One day at a time. Every day is a new day. Keep calm and carry on. Trying to keep that in mind. And: SCIENCE is AMAZING. I have no doubt that SCIENCE will get us out of this, however long it takes. In the mean time, I kinda enjoy grocery shopping once every two+ weeks, even if I look like I’m hoarding, and having so many local business models change to deliver crap to my porch. Now can we get these people some decent pay and benefits? Some heroes wear scrubs, some help me fix things when I mess up the self-checkout.
Word barf, but without the familiar guilt.
We have good days and bad days. Good days where I get up without feeling too depressed to move, get the kids going on school work, am productive on my work and make something good for dinner. On bad days I can’t sleep so I wake up late and pissed off. Then I feel so morose I can’t deal which usually lines up perfectly with teenage child being surly and tween child crying that she misses her friends and panicking and wanting me to say everything will be ok.
Usually that’s the day I’ll go on FB and some uber mom is posting shit about how good mom’s should be enjoying all this family time and kids will look back in wonder on these glorious days of togetherness. I want to sometimes go stand on the back porch and scream “fuck this shit!” at the top of my lungs but I’d scare the neighbors.

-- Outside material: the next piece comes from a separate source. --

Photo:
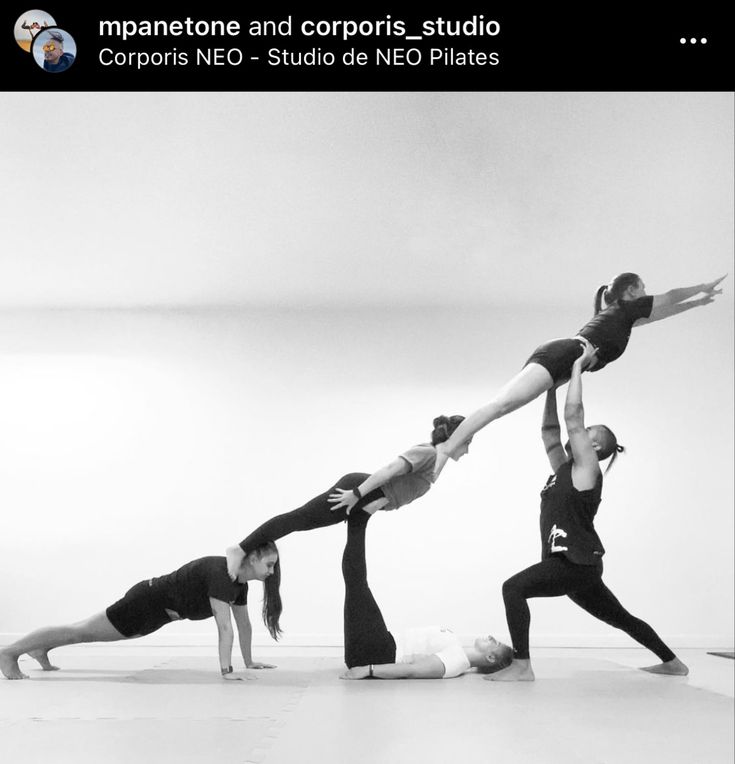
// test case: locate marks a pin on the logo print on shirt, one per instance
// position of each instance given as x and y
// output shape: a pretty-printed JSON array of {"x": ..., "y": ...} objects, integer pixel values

But seriously, fuck this shit.
(Wait, can I curse in the comments? Oops sorry if I can’t)
I think it could be a good opportunity to talk about boundaries, maybe?! A good opportunity to talk about how your mom is family and you love her and so you owe her some care and you want to (fill in the blank) but that doesn’t mean you have to (fill in the second blank) especially when you need (fill in the third blank) and you’re allowed to have your own needs, you’re allowed to tend to your own needs.
Then you could say to them it’s like when I expect politeness from you even if you say no to wanting to watch a movie with me. It’s okay if you say no, but I need you to show me respect in doing so. Or it’s like how we spend lots of time separately each day but we do (whatever thing(s) you guys do) together. We give each other attention and respect, but we also attend to our own needs.
But it’s so tricky, isn’t it. I’ve had many a discussion with my monkeys where I’ve said “and that’s why I’m doing this” and I feel like I’ve been clear, and I’ve made my points. Then a few days later they’ll say “I don’t want to do this for the same reason as you did that” and I go er uh I didn’t mean it like that but I can’t see a clear way to explain it?!
I’m working from home. The kids are all studying from home, and my husband’s working from home too. And ye gods it’s hard. I think I could cope with it better if we had, say, 2 hours every afternoon where I could take them to a park (or dump them at a park, ideally!) or could take them to a movie or something. But everyone’s ratty, everyone needs to be outside, everyone needs to socialise in person with people who are not family, and of course those are the things we can’t do.
PS – I should note I’m VERY aware of my privilege in being able to work from home.
And we have a treadmill for some indoors exercise, which is not as good as being able to go for a walk to a nearby park, mess around on the play equipment, have a couple snacks, walk back. But it’s far better than nothing. It could be very much worse.
Swimming in the sea of martyrdom right now. We are all on each other’s nerves. I’m teaching my mom how to use zoom so she can zoom with her friends. i’m tired of yelling at her not to go to the store especially when she gets to go during senior hours and scores my household toilet paper. Being locked up with husband is a much bigger challenge. We were in counseling before this and quarantine feels like a real make it or break it. So far we are doing well in the trenches but its only week three. I kind of yearn for the Don’t Leave the Goddamned House order so I can stop trying to take care of everything. And yes, I’m working form home and letting kids completely ignore schoolwork. At 10 and 14, they are teaching themselves better than any online portal could. We are fortunate but I am like a squirrel on crack with anxiety. And sleep? What is sleep? People still do that?